Johnson: Absolutely. They are looking in every dark corner of their operations trying to understand how they can squeeze out efficiencies, squeeze out costs. As you alluded to, part of that is just the paper materials that an investor might receive in the mail. How do we take pages out of our annual report, slim that down to save on printing and mailing costs? You are really talking about pinching pennies when it comes to looking at costs at the level of the fund sponsors themselves.

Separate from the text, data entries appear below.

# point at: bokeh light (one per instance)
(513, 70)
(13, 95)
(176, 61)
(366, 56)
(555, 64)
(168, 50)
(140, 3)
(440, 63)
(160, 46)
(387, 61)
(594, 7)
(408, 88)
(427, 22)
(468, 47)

They are also looking at other avenues via which they can generate revenues. One of those that's particularly relevant in the context of index portfolios is securities lending. Index portfolios tend to be fairly stable. The managers of those portfolios can loan out, say, the stocks in S&P 500 index fund to people who might want to typically sell those stocks short and earn revenue in return. Again, as these fees draw ever nearer zero, index fund sponsors, ETF sponsors are thinking out loud about how they can drive down costs and other ways that they could potentially generate semireliable revenue streams to create more space to bring down fees an inch or two further.
Benz: The securities lending does have repercussions for the expense ratio. There's the potential for it to put some downward pressure on the expense ratio.
Johnson: Absolutely. Even today, if you were to look at the performance of many index funds relative to their benchmark index, there are cases where the securities lending program that's in place generates revenue that partially, or in some cases, entirely offsets the amount of fees that are extracted from that same portfolio so that even on a net of fees basis, these funds are tracking their benchmarks perfectly.
Benz: Let's talk about how investors should approach this. You say that even though this fee war has been a positive for consumers, there's a potential for investors to be a little bit penny wise and pound foolish if they are overly focused on the expense ratio at the expense of all the other things that should factor into their decision-making. Let's talk about that.
Johnson: Absolutely. I think there are real risks to becoming fee obsessed. I don't want to discount by any stretch of the imagination the importance of fees when it comes to selecting investment products …
Benz: Especially, if it's just a cap-weighted index fund, right?
Johnson: Absolutely. Selecting among commodities, right? Deciding to go to one corner gas station versus another. The end outcome, the end product really is going to be substantially identical. Where it becomes particularly worrisome, this fee obsession, is in those cases where you have not commodity products but more differentiated products--strategic beta ETFs, these factor-oriented strategies, which if you line up similarly labeled funds, say, funds that have the word value in their name, what you will see over a three-, a five-, a 10-year period is that the outcome of those strategies as measured by the return and the risk profile of the portfolio is going to vary widely. There's going to be huge dispersion.
Focusing obsessively over whether I should pay 13 basis points for that value strategy or 25 basis points for that value strategy puts investors at risk. As you described it, it's being a penny wise and a pound foolish. It's really important to understand the makeup of that strategy, be it an index or be it an active strategy because that ultimately will matter more over the long term, will be the bigger driver of investors' returns over the long term than saving a penny or two here or there on fees.
Benz: Ben, great advice. Always great to hear your insights. Thanks for being here.
Johnson: Thanks for having me.
Benz: Thanks for watching. I'm Christine Benz for Morningstar.com.